それが、自分が自炊生活を始めたときにまず驚いたことでした。
だったら朝食と夕食は全部手作りといきたいところだけど、時間も取れないし、料理すること自体にそこまで情熱を注げない。
結果としてスーパーのお惣菜やレトルト食品が増えてきて、電子レンジで温めて済ませてしまう。添加物とか気になるけれど、仕方無しと目をつぶる。
時々口にする手作りの料理は、かなり美味しく感じられる。そこに掛けられる手間暇を思うとなおさらです。
柔らかさも、頬張るのにちょうどよい大きさも、食べやすくするための工夫です。
だから、手の込んだ料理はどれも優しいといえるのでしょうね。
さて、『ふしぎ荘で夕食を ~幽霊、ときどき、カレーライス~』
とても優しい話でした。
タイトルにもあるとおり夕食、料理がメインになってくるわけだけど、どの料理も自分のためではなくて、誰かのために、誰かと一緒になって食べることを目指して作られている。温かい気持ちになりました。

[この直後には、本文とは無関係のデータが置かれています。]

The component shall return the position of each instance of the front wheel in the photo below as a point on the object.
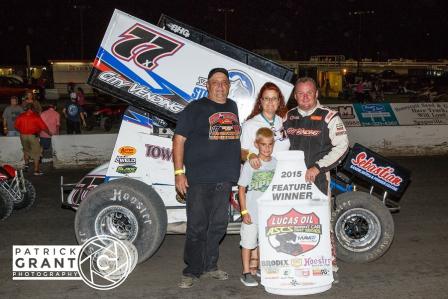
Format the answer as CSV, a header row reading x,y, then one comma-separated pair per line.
x,y
27,198
126,209
363,227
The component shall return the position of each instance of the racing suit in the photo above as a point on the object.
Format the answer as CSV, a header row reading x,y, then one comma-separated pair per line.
x,y
321,135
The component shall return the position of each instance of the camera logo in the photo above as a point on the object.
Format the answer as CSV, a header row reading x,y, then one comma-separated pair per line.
x,y
105,262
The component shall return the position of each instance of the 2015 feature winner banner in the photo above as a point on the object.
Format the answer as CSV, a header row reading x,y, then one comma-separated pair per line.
x,y
294,232
392,114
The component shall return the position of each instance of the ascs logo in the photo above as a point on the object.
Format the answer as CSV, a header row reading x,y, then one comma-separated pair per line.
x,y
242,86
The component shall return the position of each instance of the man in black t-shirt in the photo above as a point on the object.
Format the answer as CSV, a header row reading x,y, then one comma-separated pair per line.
x,y
206,151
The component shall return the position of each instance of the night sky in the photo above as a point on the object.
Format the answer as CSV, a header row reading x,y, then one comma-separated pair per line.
x,y
297,28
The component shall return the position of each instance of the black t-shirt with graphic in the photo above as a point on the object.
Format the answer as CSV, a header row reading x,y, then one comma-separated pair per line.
x,y
212,149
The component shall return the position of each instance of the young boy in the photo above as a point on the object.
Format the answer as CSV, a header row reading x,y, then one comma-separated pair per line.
x,y
256,181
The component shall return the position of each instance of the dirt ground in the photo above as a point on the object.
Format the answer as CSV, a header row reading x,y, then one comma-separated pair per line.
x,y
416,266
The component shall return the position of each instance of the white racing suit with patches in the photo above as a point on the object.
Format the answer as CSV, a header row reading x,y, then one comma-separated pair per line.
x,y
321,135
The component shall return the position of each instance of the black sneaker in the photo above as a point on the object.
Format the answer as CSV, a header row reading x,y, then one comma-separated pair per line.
x,y
217,274
187,282
248,280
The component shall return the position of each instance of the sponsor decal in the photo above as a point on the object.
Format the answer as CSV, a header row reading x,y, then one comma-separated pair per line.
x,y
319,271
127,150
296,263
125,160
303,132
126,169
144,46
346,112
178,29
292,191
261,180
158,152
302,272
340,129
330,115
200,90
224,126
377,170
275,263
376,114
386,174
293,233
140,91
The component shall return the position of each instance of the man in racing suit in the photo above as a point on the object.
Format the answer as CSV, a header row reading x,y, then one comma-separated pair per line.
x,y
320,133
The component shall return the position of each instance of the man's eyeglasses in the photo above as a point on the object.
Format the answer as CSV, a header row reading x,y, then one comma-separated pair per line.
x,y
267,100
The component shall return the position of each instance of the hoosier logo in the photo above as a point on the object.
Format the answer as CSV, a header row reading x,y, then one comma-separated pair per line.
x,y
294,233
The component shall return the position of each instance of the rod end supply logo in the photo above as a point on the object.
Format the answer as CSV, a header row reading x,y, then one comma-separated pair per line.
x,y
102,262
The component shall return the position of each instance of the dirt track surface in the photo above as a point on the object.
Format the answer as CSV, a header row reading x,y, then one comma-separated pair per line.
x,y
416,266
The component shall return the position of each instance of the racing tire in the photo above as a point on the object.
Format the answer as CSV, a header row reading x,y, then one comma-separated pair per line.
x,y
363,227
126,209
27,199
6,204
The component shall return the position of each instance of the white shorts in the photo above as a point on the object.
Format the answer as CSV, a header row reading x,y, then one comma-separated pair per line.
x,y
249,235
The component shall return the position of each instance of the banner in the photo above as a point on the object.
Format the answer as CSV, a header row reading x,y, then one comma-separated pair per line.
x,y
377,170
393,114
409,114
294,232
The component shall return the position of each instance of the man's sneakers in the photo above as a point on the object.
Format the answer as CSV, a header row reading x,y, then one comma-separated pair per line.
x,y
248,280
217,274
187,282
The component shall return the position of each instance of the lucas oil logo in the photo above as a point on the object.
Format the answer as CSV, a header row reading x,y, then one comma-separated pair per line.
x,y
294,233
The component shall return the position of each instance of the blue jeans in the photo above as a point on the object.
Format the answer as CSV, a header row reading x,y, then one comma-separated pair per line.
x,y
207,219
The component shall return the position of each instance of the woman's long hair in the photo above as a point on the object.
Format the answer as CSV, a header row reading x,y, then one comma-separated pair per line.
x,y
281,110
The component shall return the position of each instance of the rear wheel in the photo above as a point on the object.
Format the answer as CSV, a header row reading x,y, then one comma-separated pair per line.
x,y
126,209
363,227
90,122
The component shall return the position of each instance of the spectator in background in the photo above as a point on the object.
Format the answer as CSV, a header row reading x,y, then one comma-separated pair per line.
x,y
80,97
359,91
74,114
10,114
31,99
29,124
53,121
327,88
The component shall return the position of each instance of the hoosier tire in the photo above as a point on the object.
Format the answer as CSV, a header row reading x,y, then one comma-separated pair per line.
x,y
363,227
126,209
27,199
6,204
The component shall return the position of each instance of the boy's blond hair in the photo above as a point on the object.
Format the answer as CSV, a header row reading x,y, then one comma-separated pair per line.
x,y
264,132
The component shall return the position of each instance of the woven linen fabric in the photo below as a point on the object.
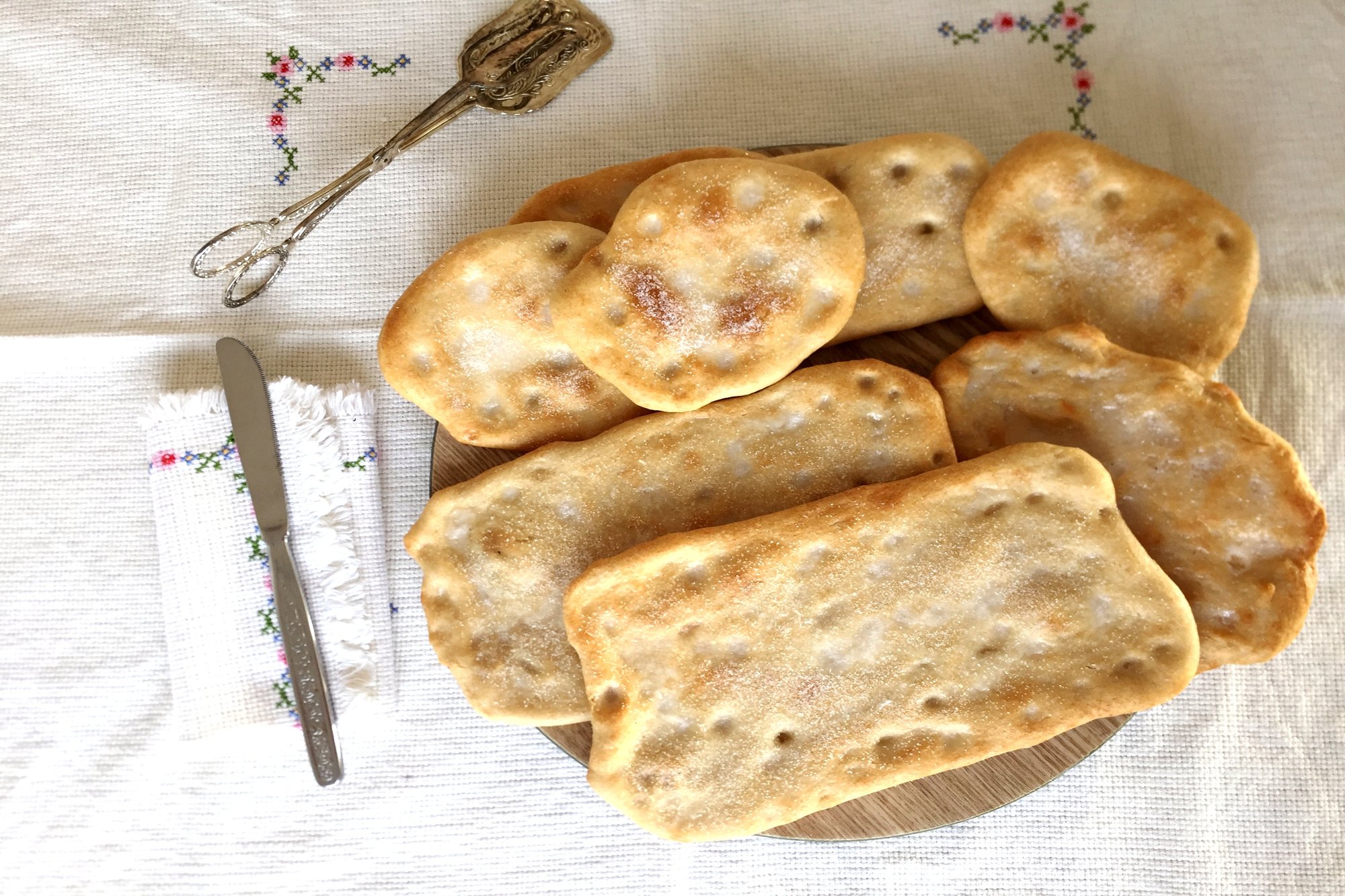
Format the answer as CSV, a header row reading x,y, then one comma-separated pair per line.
x,y
135,131
224,639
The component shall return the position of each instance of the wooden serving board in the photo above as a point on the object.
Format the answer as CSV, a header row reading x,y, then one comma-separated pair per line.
x,y
906,809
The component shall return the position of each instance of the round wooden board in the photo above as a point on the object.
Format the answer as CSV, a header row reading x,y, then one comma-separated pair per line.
x,y
919,805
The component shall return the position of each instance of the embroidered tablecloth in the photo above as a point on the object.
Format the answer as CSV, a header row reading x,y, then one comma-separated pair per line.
x,y
135,131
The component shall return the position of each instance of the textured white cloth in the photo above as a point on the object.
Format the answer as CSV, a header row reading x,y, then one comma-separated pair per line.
x,y
224,641
135,131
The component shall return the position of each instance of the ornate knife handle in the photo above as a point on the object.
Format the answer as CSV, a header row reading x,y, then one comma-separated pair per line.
x,y
514,64
306,665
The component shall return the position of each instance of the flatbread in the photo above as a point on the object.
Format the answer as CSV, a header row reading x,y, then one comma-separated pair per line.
x,y
1217,498
746,676
500,551
1066,231
911,192
471,342
595,198
716,279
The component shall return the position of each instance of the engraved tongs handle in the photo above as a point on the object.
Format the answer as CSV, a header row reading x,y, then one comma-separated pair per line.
x,y
516,64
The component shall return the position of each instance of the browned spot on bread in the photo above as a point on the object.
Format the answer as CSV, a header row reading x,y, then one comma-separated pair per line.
x,y
650,296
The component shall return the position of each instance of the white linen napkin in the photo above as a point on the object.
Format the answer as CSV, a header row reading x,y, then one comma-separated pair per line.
x,y
225,651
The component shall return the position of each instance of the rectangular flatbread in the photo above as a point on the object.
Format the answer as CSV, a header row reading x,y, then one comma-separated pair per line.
x,y
746,676
1217,498
500,551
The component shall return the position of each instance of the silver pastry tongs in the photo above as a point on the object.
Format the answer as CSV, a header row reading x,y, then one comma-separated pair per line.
x,y
514,64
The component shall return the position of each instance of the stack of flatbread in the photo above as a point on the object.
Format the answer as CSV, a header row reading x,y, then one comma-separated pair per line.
x,y
789,587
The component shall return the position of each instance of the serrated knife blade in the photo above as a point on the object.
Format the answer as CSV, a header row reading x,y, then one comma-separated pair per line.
x,y
255,434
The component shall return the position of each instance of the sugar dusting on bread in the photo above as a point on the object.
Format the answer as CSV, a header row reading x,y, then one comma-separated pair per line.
x,y
500,551
744,676
716,279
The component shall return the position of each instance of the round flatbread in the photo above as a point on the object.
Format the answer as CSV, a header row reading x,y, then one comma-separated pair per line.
x,y
471,342
911,192
716,279
1066,231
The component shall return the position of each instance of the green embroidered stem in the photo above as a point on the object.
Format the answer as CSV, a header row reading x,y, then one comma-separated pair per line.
x,y
282,689
284,73
268,620
1071,25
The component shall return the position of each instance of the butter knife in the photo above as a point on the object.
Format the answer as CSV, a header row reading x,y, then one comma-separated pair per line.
x,y
255,434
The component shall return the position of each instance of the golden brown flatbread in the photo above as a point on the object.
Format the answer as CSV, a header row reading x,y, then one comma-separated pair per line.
x,y
500,551
595,198
1217,498
911,192
746,676
716,279
1066,231
471,342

もうひとつタイトルにある幽霊も、とても重要な要素であって、作中の世界観を不思議な方向に広げているのだけど、料理を作ること、与えることという軸がしっかり据えられているから安心して読むことができました。
へえ、幽霊なんだ。でもとりあえず一緒にご飯食べようか、みたいな。
不思議な現象も悲しい事実も受け止めてくれる。そんな物語全体の優しさが、つまびらかに描写される料理や食事に凝縮されていましたね。
村谷さんと言えば、第27回文学フリマ東京で『ブランケット』というオリジナル作品を購入、読ませていただいて、そのときの感想を記事に……と、引用したかったのだけど見つからない。書いてなかったみたいです。とてもいい話だったのに……

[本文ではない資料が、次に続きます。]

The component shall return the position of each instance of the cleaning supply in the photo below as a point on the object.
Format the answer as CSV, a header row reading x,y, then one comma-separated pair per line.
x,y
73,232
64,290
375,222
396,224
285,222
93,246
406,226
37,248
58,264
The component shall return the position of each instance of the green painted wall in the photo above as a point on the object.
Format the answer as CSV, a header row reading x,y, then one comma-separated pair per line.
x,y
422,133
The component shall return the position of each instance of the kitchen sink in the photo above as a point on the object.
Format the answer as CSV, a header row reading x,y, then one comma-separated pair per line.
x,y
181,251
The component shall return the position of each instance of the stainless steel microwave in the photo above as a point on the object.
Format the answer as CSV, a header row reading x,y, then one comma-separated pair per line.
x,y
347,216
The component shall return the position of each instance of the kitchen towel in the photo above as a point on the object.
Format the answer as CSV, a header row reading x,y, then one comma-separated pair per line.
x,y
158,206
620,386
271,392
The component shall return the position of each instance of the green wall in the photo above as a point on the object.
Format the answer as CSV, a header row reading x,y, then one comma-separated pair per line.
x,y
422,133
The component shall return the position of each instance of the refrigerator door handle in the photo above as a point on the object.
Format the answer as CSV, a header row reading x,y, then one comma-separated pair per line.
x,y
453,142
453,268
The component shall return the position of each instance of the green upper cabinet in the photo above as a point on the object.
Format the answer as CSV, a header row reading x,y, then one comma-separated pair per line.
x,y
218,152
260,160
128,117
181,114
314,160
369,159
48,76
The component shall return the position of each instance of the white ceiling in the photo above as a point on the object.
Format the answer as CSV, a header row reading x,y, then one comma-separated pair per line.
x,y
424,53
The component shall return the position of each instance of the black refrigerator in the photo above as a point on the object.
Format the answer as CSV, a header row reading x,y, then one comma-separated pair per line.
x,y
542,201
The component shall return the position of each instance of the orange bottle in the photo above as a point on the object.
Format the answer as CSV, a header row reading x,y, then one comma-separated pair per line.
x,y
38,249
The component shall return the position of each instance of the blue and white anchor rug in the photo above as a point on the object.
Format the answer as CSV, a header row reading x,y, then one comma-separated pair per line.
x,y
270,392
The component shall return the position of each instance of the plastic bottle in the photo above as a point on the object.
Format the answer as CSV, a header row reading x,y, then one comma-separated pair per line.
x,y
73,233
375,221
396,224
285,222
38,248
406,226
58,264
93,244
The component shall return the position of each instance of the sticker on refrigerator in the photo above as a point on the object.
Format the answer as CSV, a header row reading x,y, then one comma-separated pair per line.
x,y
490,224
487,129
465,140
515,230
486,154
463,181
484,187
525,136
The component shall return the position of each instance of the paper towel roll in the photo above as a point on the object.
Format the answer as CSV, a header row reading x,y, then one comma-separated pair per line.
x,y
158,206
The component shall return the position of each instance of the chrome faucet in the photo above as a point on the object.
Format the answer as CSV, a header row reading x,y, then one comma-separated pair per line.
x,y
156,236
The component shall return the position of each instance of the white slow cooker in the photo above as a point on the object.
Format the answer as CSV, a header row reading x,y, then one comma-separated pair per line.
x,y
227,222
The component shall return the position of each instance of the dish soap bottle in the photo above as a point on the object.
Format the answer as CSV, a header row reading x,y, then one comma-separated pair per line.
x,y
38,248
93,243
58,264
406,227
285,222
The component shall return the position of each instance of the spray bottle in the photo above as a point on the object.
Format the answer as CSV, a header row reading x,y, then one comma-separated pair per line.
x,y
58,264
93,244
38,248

ということで引用なしで書くのですごくふわふわしちゃうと思うのですが、この『ふしぎ荘で夕食を』と『ブランケット』には通ずるものがあるように感じました。
それはとある切なさ、ネタバレにならない範囲で言えば「今という時間がいつまでも続くわけではないこと」に対する切なさで、これは学生時代を通り過ぎた人ならば多くの人が感じうるところなのかなと思います。
なるほどこういう作家さんなんだな、と判断するにはまだちょっと、もうちょっといろいろな作品を読んでみたいところですが。

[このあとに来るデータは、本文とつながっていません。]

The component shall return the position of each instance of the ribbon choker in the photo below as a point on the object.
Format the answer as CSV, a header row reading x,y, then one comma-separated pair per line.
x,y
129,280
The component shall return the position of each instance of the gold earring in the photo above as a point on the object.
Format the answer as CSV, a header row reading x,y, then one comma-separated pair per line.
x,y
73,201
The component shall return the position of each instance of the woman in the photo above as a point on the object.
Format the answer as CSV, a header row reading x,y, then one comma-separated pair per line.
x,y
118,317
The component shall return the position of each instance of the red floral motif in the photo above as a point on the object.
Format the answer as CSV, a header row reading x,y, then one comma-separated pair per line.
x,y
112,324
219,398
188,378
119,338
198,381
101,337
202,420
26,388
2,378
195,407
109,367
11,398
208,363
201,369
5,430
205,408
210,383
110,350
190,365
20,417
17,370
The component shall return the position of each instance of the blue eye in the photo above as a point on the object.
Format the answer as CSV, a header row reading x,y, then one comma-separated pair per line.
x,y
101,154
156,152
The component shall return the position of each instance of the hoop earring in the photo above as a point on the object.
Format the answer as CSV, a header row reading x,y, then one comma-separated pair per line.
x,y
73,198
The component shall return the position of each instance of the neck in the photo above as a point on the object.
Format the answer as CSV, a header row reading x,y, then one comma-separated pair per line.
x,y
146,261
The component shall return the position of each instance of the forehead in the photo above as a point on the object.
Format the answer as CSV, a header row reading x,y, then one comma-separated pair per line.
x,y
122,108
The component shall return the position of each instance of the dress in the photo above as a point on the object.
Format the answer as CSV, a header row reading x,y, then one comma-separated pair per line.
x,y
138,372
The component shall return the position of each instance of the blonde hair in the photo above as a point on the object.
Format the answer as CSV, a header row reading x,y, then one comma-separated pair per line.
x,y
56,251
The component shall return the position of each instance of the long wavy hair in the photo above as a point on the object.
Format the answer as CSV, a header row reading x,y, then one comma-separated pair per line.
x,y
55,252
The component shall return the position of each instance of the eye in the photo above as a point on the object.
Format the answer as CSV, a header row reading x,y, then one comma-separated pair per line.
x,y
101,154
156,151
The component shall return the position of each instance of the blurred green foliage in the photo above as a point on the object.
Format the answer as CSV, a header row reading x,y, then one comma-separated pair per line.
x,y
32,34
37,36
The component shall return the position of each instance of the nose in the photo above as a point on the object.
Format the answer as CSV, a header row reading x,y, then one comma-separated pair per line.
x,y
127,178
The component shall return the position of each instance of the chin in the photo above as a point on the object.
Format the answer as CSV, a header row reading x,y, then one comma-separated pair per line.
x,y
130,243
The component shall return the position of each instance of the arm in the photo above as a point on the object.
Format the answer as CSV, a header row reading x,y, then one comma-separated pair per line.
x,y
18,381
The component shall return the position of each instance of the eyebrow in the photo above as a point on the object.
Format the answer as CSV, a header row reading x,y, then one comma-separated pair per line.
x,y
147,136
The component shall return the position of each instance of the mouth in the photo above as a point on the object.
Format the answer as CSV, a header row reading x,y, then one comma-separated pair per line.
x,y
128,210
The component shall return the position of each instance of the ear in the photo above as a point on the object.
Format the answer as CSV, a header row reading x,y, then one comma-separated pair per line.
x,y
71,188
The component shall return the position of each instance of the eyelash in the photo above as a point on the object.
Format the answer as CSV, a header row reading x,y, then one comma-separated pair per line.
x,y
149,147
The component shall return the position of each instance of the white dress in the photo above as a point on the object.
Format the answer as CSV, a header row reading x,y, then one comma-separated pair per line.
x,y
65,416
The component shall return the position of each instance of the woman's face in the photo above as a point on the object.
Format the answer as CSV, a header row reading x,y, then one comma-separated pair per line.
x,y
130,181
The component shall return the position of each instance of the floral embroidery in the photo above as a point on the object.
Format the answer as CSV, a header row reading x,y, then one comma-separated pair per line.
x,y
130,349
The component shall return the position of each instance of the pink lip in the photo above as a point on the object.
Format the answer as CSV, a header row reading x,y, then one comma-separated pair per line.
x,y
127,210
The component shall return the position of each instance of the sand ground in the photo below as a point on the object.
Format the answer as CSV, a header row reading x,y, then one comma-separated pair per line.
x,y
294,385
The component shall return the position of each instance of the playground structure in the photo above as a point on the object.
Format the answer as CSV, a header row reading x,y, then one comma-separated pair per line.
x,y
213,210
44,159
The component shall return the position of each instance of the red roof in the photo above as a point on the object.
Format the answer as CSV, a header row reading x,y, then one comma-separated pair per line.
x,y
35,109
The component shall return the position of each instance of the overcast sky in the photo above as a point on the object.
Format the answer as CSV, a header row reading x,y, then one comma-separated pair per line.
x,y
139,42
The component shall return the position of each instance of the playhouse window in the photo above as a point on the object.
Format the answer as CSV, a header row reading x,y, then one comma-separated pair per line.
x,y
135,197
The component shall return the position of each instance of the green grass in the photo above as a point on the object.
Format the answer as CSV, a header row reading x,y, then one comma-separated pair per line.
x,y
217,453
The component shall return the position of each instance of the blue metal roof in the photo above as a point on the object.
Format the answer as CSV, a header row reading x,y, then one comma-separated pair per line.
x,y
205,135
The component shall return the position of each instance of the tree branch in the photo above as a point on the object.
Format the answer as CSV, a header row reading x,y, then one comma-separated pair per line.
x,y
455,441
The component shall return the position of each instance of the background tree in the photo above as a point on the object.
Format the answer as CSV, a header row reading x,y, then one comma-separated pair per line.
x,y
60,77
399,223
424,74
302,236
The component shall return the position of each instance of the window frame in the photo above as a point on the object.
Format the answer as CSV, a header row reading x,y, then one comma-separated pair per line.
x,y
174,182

年代も出身地も趣味嗜好もまるで違う人たちが集まる、大学生活という特殊な時間。
これだけでも、数年前に卒業してしまった自分としては感じ入るものがあるわけですが、
その大学生活の更に一瞬、とある"最後の夕食"の場面に、この切なさがこれでもかというくらい凝縮されていました。
二度と同じ時間はこない。
そんな時に作る料理に、どのような想いを込めれば良いのだろう。
作中の登場人物たちが編み出した答えは、是非、皆さんで見届けて頂ければと思います。
総じて、優しさと切なさに織り成された物語。
美味しそうな描写に魅せられながら、読み耽ることができました。面白かったです。